Windows Azure SQL Database Marketplace
As a follow-up to my March 1 posting, I want to share the findings of our root cause analysis of the service disruption of February 29th. We know that many of our customers were impacted by this event and we want to be transparent about what happened, what issues we found, how we plan to address these issues, and how we are learning from the incident to prevent a similar occurrence in the future.
Again, we sincerely apologize for the disruption, downtime and inconvenience this incident has caused. We will be proactively issuing a service credit to our impacted customers as explained below. Rest assured that we are already hard at work using our learnings to improve Windows Azure.
Windows Azure comprises many different services, including Compute, Storage, Networking and higher-level services like Service Bus and SQL Azure. This partial service outage impacted Windows Azure Compute and dependent services: Access Control Service (ACS), Windows Azure Service Bus, SQL Azure Portal, and Data Sync Services. It did not impact Windows Azure Storage or SQL Azure.
While the trigger for this incident was a specific software bug, Windows Azure consists of many components and there were other interactions with normal operations that complicated this disruption. There were two phases to this incident. The first phase was focused on the detection, response and fix of the initial software bug. The second phase was focused on the handful of clusters that were impacted due to unanticipated interactions with our normal servicing operations that were underway. Understanding the technical details of the issue requires some background on the functioning of some of the low-level Windows Azure components.
In Windows Azure, cloud applications consist of virtual machines running on physical servers in Microsoft datacenters. Servers are grouped into “clusters” of about 1000 that are each independently managed by a scaled-out and redundant platform software component called the Fabric Controller (FC), as depicted in Figure 1. Each FC manages the lifecycle of applications running in its cluster, provisions and monitors the health of the hardware under its control. It executes both autonomic operations, like reincarnating virtual machine instances on healthy servers when it determines that a server has failed, as well as application-management operations like deploying, updating and scaling out applications. Dividing the datacenter into clusters isolates faults at the FC level, preventing certain classes of errors from affecting servers beyond the cluster in which they occur.

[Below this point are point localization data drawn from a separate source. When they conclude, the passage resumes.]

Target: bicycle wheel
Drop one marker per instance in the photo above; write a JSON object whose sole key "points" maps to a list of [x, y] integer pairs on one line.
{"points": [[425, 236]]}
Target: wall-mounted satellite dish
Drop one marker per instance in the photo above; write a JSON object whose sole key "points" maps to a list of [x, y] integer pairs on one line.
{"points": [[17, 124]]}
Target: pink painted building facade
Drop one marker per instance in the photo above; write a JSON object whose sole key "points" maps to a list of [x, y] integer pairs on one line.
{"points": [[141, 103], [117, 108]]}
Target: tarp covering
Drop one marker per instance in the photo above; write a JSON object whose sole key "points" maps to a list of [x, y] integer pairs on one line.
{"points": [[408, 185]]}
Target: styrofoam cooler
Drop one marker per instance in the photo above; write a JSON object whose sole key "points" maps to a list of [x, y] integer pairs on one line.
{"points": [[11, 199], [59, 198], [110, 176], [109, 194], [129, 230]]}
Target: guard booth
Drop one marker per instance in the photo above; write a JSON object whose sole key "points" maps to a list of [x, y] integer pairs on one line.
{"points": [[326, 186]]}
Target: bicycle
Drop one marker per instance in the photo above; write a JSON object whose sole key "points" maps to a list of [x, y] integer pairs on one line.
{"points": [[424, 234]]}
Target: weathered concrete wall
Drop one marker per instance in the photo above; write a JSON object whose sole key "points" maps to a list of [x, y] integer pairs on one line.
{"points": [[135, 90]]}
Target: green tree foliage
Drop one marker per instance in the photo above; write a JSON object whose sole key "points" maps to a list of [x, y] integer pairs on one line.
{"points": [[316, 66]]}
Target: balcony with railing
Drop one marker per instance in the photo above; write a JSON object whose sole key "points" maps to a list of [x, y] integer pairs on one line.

Figure 1. Clusters and Fabric Controllers
Part of Windows Azure’s Platform as a Service (PaaS) functionality requires its tight integration with applications that run in VMs through the use of a “guest agent” (GA) that it deploys into the OS image used by the VMs, shown in Figure 2. Each server has a “host agent” (HA) that the FC leverages to deploy application secrets, like SSL certificates that an application includes in its package for securing HTTPS endpoints, as well as to “heart beat” with the GA to determine whether the VM is healthy or if the FC should take recovery actions.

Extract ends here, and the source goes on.